Vermont won which means consumers win because there are more than a dozen states right behind Vermont working on food labeling laws. Instead of making labels just for the food products sold in Vermont (whose inhabitants number less than a million), most food companies have decided to label their food products nationally. Why? Because the handwriting is on the wall. Consumers have a right to know what’s in their food and its only a matter of time before the rest of the states adopt the same or similar laws.
So how will this affect farmers? Well, if you’re a farmer rotating your crops between corn and soybeans, there may not be much change. Why? Because 92% of corn and 94% of soybean crops planted in the US are genetically modified and not primarily used for ingredients in food products.
According to the Agriculture Department, more than 10 billion of the nearly 12 billion bushels (or 83%) of corn grown are used to feed poultry and livestock as well as to make ethanol (for gasoline and for distillers dried grains which are used also as animal feeds), and very few people care if the cheeseburger, grilled chicken breast, pork chop, or turkey thigh was from a cow, chicken, hog, or turkey fed genetically modified crops.

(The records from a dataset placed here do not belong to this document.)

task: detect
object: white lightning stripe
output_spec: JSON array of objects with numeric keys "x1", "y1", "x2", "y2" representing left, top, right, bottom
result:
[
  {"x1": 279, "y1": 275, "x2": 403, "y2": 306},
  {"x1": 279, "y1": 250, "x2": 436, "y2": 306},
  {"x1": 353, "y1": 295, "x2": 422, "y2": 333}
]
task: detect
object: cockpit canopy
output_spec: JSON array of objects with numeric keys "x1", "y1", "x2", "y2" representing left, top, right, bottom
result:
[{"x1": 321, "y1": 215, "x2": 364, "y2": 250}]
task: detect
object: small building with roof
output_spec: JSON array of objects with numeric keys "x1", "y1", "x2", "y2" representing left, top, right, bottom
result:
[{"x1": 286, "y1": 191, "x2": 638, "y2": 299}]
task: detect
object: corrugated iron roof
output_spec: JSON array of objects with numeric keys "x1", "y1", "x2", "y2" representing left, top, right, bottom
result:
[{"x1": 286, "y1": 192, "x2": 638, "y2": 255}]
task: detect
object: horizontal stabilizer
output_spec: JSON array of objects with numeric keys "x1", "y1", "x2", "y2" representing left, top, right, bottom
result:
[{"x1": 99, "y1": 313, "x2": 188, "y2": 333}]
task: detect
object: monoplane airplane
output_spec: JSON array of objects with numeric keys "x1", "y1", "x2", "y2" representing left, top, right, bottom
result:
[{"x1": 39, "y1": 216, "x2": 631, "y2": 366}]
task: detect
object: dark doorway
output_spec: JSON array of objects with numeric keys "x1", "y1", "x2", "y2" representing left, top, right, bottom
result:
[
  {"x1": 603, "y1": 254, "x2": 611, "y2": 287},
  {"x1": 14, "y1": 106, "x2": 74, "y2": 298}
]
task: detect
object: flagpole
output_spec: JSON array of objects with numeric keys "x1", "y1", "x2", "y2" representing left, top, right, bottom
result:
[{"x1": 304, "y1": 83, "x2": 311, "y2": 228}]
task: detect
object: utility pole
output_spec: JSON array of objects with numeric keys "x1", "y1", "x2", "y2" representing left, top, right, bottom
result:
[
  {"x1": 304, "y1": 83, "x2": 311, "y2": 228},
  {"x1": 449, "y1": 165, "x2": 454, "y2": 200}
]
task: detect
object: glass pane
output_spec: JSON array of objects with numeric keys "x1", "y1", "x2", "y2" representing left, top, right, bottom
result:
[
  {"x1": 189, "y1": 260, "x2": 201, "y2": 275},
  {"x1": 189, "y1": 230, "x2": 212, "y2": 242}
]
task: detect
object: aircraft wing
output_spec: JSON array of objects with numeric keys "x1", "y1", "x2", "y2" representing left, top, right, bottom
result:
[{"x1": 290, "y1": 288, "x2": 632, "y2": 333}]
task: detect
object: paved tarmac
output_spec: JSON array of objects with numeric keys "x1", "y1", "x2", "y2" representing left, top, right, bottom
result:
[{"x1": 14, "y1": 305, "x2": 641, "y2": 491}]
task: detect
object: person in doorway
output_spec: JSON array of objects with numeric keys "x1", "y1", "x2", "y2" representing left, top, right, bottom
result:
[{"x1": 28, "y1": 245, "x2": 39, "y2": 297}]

The remaining 17% (less than 2 billion bushels) of corn is used to make consumer food products including high fructose corn syrup, corn syrup, maltodextrin (another sweetener), food, seed and industrial products according to the Agriculture Department.
Meat will not have to be labeled (and neither does cheese or dairy products) in Vermont because the animal itself was not genetically modified. So the farmers growing GMO corn and soybeans in the US will be minimally impacted. As long as Americans continue their insatiable appetite for animal products, farmers will grow crops to feed animals so we can consume them and the dairy products they produce. Simply stated, there are no incentives for farmers to change because they are feeding a cash cow.
Although Vermont’s law is a step in the right direction as is the defeat of the Senate bill calling for voluntary labeling, the only way the industry will change and stop growing so many GMO crops is if we don’t support the industries that use these products. We speak with our pocketbooks. Don’t support the meat and dairy industries. Instead support the farmers that grow food for humans to eat. It’s better for us, the environment, future generations, and the animals.